E-Book, Deutsch, 432 Seiten

ISBN: 978-3-7562-5504-7
Verlag: BoD - Books on Demand
Format: EPUB
Kopierschutz: 6 - ePub Watermark



Wie dauerhaft beeinflusst Erziehung die Haltung der Kinder im eigenen Erwachsenen-Leben? Ist es eine Frage der menschlichen Würde, seine Meinung möglichst offen zu äußern - auch gegenüber behaupteten Autoritäten? Mit welchen politischen und persönlichen Konsequenzen ist zu rechnen - auch für die Erziehenden? Dieser Roman erzählt in fünf Teilen eine reale Familiengeschichte, die aus der Sicht des Protagonisten Burkhart Fuchs wiedergegeben wird und sich von der Nazizeit bis in die Gegenwart erstreckt - gut achtzig Jahre konkrete deutsche Geschichte aus einem persönlichen Blickwinkel reflektiert. Ein Ereignis steht nicht nur zeitlich im Mittelpunkt des Romans. Es ist das Berufsverbot für den angehenden Lehrer Burkhart. Er, der verweigert, den "aufrechten Gang" mit dem Beamtenstatus aufzugeben, wird obrigkeitsstaatlich abgestraft. Aber er wehrt sich erfolgreich und arbeitet als anerkannter Lehrer an vielen unterschiedlichen Lernorten, besonders gern in einer Jugendwerkstatt. In der Schilderung der politischen Auseinandersetzung und ihrer Folgen wird das gesellschaftliche Klima der siebziger und achtziger Jahre lebendig. Burkharts Erfahrungen in der Folgezeit sind davon geprägt, wie sich das Verhältnis von Kindern und Eltern allmählich bis zu einem Rollenwechsel verschiebt.

Bernhard Laux studierte Erziehungswissenschaften, Pädagogik, Deutsche Sprache und Literaturgeschichte.
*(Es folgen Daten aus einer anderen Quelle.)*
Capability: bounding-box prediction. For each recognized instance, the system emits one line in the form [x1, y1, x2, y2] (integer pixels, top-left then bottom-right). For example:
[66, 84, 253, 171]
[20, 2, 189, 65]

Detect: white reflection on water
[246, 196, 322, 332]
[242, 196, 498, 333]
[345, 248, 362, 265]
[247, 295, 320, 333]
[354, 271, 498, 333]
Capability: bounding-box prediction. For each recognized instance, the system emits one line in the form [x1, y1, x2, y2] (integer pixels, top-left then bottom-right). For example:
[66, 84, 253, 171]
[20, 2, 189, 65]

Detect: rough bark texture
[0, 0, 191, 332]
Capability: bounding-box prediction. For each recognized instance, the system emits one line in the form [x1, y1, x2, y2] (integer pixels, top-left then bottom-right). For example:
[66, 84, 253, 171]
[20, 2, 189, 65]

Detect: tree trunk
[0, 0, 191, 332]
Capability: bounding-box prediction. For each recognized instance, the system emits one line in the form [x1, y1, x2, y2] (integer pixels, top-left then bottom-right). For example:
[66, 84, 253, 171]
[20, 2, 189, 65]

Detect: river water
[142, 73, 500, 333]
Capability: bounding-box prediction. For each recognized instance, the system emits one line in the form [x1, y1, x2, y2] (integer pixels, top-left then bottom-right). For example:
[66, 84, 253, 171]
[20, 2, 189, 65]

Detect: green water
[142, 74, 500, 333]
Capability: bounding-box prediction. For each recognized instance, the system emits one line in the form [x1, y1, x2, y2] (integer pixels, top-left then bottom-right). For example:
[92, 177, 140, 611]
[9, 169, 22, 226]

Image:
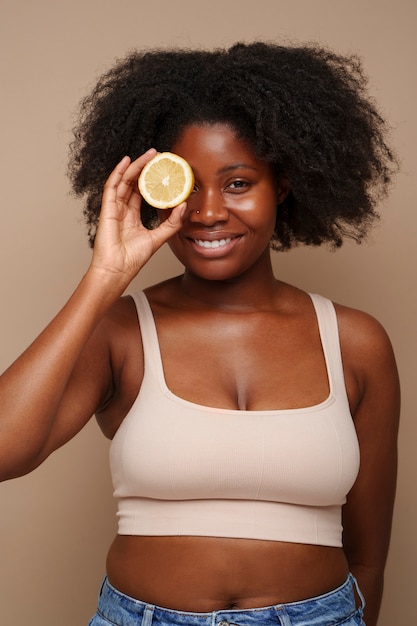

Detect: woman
[0, 43, 399, 625]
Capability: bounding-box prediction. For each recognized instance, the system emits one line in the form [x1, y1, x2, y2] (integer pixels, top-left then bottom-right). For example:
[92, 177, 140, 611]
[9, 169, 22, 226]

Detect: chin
[187, 263, 251, 283]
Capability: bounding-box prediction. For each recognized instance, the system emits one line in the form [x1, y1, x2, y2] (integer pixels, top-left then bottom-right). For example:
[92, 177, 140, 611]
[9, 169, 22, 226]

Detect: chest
[109, 294, 360, 508]
[154, 310, 330, 411]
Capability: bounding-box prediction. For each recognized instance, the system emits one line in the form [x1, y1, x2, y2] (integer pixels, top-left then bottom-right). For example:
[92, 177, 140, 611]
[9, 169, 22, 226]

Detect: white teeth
[194, 238, 231, 249]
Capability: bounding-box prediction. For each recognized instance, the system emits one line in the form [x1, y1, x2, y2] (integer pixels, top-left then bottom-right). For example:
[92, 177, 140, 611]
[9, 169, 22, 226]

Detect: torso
[97, 277, 362, 610]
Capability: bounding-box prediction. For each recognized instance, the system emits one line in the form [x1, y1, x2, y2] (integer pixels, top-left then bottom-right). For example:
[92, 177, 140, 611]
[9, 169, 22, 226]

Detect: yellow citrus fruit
[138, 152, 194, 209]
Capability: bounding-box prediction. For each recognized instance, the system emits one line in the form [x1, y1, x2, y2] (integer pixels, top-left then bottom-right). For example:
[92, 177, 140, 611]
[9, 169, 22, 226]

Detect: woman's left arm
[338, 306, 401, 626]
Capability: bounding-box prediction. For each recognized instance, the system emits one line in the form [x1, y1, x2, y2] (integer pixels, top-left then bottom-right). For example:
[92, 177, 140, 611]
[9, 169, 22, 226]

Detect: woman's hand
[89, 150, 187, 287]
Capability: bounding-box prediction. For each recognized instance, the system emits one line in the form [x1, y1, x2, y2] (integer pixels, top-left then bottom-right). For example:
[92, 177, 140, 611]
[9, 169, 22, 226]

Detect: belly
[106, 535, 349, 611]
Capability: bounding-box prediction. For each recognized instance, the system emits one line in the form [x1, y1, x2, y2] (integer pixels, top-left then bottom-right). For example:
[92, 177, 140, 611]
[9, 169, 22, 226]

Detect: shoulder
[332, 300, 400, 415]
[103, 293, 139, 326]
[94, 295, 144, 437]
[87, 294, 141, 361]
[82, 295, 143, 392]
[100, 295, 143, 360]
[333, 301, 395, 364]
[89, 294, 140, 347]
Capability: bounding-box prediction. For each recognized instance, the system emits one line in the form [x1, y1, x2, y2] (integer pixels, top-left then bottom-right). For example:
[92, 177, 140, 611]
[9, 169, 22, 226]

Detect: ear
[276, 172, 291, 205]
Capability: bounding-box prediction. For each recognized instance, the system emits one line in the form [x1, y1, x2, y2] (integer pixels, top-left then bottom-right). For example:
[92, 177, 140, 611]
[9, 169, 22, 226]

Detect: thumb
[150, 202, 187, 249]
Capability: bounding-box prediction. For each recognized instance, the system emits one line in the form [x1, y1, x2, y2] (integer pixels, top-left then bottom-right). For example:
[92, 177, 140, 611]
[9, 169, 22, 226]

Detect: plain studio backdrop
[0, 1, 415, 624]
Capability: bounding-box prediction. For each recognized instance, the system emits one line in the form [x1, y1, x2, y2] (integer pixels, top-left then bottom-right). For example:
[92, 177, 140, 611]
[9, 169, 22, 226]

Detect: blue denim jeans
[88, 574, 365, 625]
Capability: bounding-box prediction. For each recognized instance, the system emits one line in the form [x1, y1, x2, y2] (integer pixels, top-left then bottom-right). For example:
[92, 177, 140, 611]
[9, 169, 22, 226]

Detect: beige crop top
[109, 292, 360, 547]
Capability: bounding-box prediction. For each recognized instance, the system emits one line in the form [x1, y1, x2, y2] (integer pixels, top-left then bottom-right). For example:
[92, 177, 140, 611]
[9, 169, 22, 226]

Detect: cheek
[227, 188, 277, 214]
[237, 192, 278, 233]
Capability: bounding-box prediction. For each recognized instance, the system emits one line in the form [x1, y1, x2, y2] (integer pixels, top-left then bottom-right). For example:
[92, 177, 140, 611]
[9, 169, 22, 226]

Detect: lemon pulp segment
[138, 152, 194, 209]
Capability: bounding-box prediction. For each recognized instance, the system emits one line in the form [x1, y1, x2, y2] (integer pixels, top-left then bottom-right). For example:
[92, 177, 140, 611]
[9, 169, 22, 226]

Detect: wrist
[78, 266, 131, 311]
[84, 263, 133, 296]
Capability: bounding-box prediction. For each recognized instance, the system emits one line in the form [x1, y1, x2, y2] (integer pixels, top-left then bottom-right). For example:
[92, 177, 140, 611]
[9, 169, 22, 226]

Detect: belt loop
[274, 606, 292, 626]
[141, 604, 155, 626]
[350, 573, 366, 611]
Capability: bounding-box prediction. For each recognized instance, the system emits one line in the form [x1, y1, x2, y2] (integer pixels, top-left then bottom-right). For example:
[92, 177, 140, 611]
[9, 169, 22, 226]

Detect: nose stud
[195, 209, 200, 214]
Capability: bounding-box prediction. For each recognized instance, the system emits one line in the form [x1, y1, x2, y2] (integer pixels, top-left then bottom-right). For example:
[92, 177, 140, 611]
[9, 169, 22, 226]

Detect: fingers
[149, 202, 188, 250]
[115, 149, 157, 204]
[102, 149, 157, 209]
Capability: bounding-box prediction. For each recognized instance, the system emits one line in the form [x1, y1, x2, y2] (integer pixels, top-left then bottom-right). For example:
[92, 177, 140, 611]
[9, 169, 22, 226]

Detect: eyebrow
[217, 163, 258, 174]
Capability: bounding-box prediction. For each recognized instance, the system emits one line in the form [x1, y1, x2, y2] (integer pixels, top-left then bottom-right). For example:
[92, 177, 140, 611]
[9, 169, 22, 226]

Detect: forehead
[171, 123, 262, 171]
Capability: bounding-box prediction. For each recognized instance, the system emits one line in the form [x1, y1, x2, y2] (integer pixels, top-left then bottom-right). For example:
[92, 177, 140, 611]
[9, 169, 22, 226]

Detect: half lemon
[138, 152, 194, 209]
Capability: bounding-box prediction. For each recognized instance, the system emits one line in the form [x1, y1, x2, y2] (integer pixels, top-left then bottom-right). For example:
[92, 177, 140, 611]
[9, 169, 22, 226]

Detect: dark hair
[68, 41, 397, 249]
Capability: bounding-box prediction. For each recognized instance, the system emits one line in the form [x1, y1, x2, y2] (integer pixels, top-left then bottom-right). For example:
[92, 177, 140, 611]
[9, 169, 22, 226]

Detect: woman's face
[159, 123, 289, 281]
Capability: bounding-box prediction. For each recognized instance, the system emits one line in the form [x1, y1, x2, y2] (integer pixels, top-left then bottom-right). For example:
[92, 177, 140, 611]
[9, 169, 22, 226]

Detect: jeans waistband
[97, 574, 365, 626]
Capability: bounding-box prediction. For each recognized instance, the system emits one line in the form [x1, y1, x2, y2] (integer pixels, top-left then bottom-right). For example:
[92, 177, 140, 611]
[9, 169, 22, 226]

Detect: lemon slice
[138, 152, 194, 209]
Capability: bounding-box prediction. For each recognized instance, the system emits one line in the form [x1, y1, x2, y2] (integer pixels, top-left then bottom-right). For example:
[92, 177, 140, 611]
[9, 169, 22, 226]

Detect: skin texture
[0, 124, 399, 626]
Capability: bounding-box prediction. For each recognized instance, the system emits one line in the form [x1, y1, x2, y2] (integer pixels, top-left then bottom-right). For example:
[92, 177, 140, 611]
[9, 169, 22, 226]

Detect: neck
[178, 252, 280, 311]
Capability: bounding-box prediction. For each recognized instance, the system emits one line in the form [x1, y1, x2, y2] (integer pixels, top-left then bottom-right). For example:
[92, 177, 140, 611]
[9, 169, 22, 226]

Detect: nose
[188, 188, 229, 225]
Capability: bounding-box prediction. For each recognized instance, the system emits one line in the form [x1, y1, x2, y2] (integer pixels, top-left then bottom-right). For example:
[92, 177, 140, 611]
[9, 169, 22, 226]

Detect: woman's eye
[228, 180, 250, 191]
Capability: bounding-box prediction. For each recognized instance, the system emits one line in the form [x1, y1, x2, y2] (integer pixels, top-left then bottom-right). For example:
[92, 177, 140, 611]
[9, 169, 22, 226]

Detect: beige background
[0, 0, 415, 624]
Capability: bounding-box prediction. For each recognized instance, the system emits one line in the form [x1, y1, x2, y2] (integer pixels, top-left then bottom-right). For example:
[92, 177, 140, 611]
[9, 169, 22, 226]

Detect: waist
[97, 571, 364, 625]
[106, 535, 349, 611]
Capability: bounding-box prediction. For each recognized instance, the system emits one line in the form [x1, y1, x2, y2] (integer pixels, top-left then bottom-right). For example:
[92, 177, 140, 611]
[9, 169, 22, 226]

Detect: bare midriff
[106, 535, 349, 611]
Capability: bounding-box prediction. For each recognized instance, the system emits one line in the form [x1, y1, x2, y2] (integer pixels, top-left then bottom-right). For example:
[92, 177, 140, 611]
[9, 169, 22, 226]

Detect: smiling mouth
[193, 237, 232, 249]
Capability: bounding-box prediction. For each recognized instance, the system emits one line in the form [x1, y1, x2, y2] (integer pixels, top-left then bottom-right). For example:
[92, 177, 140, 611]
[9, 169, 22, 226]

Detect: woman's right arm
[0, 151, 186, 480]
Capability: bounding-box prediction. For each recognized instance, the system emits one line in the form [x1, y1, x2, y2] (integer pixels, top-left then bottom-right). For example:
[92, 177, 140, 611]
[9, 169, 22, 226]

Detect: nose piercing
[195, 210, 200, 214]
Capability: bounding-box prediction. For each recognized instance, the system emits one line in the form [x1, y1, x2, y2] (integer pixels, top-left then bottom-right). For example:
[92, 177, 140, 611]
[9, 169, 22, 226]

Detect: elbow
[0, 443, 49, 482]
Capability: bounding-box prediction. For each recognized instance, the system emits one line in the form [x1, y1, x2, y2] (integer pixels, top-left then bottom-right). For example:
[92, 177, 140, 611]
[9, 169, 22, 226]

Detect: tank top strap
[129, 291, 164, 382]
[308, 293, 349, 401]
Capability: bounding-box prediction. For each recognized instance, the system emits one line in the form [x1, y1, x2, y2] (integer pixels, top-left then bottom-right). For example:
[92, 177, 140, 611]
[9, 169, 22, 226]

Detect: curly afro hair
[68, 41, 397, 250]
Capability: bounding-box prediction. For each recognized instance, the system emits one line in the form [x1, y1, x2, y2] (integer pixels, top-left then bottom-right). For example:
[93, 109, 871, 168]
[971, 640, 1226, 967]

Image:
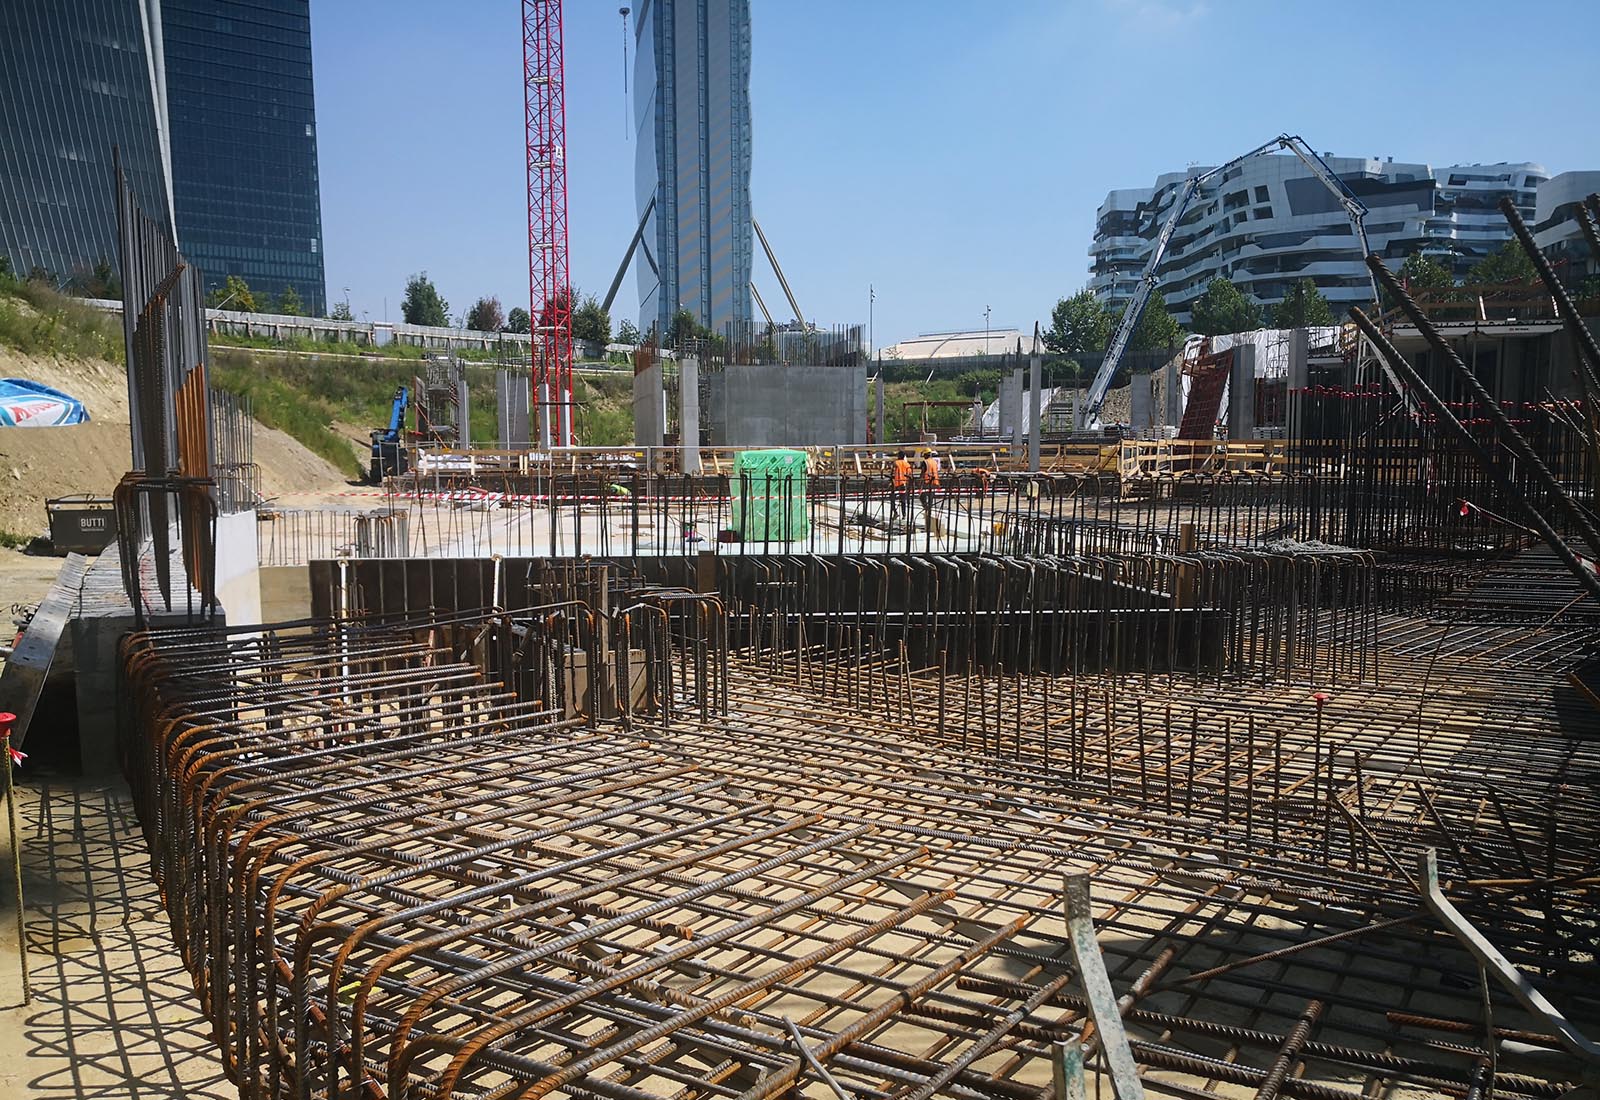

Nach seinem Referendariat und der 2. Lehrerprüfung erhielt er Berufsverbot wegen unbequemer Tätigkeit als Referendarsprecher und "linker" Gesinnung. (Er gehörte keiner Partei an). Seine Klage gegen die Stadt Hamburg war nach 7 Jahren und 2 Instanzen erfolgreich. Von 1978 bis 2009 arbeitete er als Lehrer im Hamburger "Schuldienst". Seit 1966 veröffentlicht er schriftstellerische Arbeiten: Lyrik in verschiedenen Anthologien, Schulbüchern, Kalendern und in einem eigenen Gedichtband, Hörspiele - meist für den Abend für junge Hörer des NDR, vor allem aber (Musik-) Theaterstücke: Er schrieb 5 moderne Opernlibretti (Komponist jeweils Niels Frédéric Hoffmann, Hamburg/Berlin), 3 Theaterstücke(bei denen er auch Regie führte), sowie Songtexte zu verschiedenen Stücken und Kompositionen, und verfasste Texte zur Theatertheorie, besonders zu Brechts Lehrstücken. Außerdem schreibt er Kurzprosa und Romane. Das vorliegende Buch ist sein zweiter Roman.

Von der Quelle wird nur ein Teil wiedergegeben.